E non potrebbe essere altrimenti, visto che nel giro di una manciata di settimane gli automatismi del 4-3-3 neroverde hanno iniziato a stuzzicare la curiosità di importanti analisti europei, alla caccia delle ormai rarissime innovazioni tattiche che possano essere reperite sul "mercato" allenatori.

Nel menu di Robertino, ragazzo di Brescia cresciuto nella Primavera rossonera, ma mai veramente esploso, c'è la ricerca smodata della superiorità numerica, il possesso palla, gli interscambi di posizione e i movimenti senza palla, soprattutto di mezzali e terzini.

Appunto dalla libertà di iniziativa concessa a Lirola e Rogerio, prossimi alla consacrazione, passa buona parte della manovra del Sassuolo, che a centrocampo riesce perfettamente a incernierarsi intorno a Locatelli, Sensi e Duncan. Gente pratica, senza fronzoli, che deve garantire quel filtro e qualla capacità costruttiva, anche a costo di insistere con quel tiki-taka all'italiana che pur non essendo l'ideologia base del calcio Dezerbiano lo diventa, gioco forza, quando si aspettano i movimenti a tagliare in mezzo delle ali, Di Francesco e Berardi, che giocando a piede invertito di fatto possono essere considerati dei veri e propri attaccanti esterni. Così come lo sono, seppur diversificando le loro giocate in virtù delle proprie peculiarità, Boateng e Babacar (che possono giocare anche insieme, con Prince che si decentra a sinistra al posto di Di Francesco, a proposito di esterni figli d'arte).

Contro l'Empoli, annichilito appunto dalla fluidità delle catene sia di destra che di sinistra, abbiamo visto un intero campionario di giocate che in verità avevamo assaggiato anche contro la Juventus, che pure fa un campionato a parte. E che, sino al momento dell'epic fail di Ferrari che ha regalato il vantaggio a Ronaldo, aveva dimostrato a differenza dei Sassuolo precedenti di poter dire la propria anche allo Stadium.

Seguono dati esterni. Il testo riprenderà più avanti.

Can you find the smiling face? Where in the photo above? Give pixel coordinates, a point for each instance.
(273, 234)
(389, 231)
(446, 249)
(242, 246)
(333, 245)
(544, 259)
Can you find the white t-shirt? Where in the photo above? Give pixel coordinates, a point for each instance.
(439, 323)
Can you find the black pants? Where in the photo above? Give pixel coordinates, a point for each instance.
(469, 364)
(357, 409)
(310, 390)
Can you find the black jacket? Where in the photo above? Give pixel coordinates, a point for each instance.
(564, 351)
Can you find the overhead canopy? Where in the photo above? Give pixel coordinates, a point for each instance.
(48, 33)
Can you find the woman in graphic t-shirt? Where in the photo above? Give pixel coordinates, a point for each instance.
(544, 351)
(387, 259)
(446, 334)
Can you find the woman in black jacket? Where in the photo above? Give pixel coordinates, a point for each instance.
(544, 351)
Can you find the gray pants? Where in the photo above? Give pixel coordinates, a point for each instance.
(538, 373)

Datecene ancora, di Fiorentina e di Sassuolo, di Pioli e De Zerbi, e di 4-3-3 così bene interpretati. A livello puramente tattico, probabilmente, più di quelli di Milan e Juventus, che per motivi di ambizione societaria devono puntare inevitabilmente più ai punti che a farsi piacere. A differenza di Pioli e De Zerbi, che stanno raccogliendo punti, facendosi piacere. E finché sarà così, sarà anche giusto. Oltre che un piacere.